Search code examples
windowswindbgheap-corruption

How should I interpret WinDbg heap verification results?


In WinDbg, I've executed the command !heap -s -v on seven different heap-corruption-induced crash dumps and all have these results:

..................List corrupted: (Blink->Flink = 0000000000000000) != (Block = 00000000026d0010)
HEAP 0000000002030000 (Seg 00000000026d0000) At 00000000026d0000 Error: block list entry corrupted

HEAP 0000000002030000 (Seg 00000000026d0000) At 00000000026d0000 Error: SegmentIndex field corrupted

HEAP 0000000002030000 (Seg 00000000026d0000) At 0000000002749400 Error: invalid block size

How should I interpret those results?

I interpreted (Seg 00000000026d0000) to mean that WinDbg thinks that it is a segment (_HEAP_SEGMENT), but it is actually the address of the large block cache (this is consistent with every dump):

+0x2b8 LargeBlocksIndex : 0x00000000`026d0000 Void

I've verified that a dump made from the same operating system and the same process does not exhibit any problems with a WinDbg verification until the crash occurs.

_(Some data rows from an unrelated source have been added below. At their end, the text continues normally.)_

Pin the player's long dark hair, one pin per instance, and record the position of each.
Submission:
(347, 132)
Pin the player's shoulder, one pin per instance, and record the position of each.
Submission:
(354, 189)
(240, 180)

In short, I don't know why WinDbg is complaining about the 26d0000 address or why it might be interpreting it as a segment (if that's even what it's doing).

All dumps were from a Windows 2003 R2 machine. The process is 64-bit.


Solution

  • It turns out that the particular crash I was dealing with was the result of a limit on the amount of data inside of the Windows 2003 heap segments (~106 GiB). The memory was becoming too fragmented and the program wasn't able to find room inside of the segments for an allocation just under 1 MiB in size. I had initially ruled this out because of the amount of physical RAM on the machine (192 GiB) and because of the per-process limit on RAM usage (8 TiB).

    I have yet to figure out the reason for WinDbg's results, but I am willing to disregard it as a likely false positive from the heap being in an inconsistent state with the code paths that are executed when the heap exhausts the segment memory.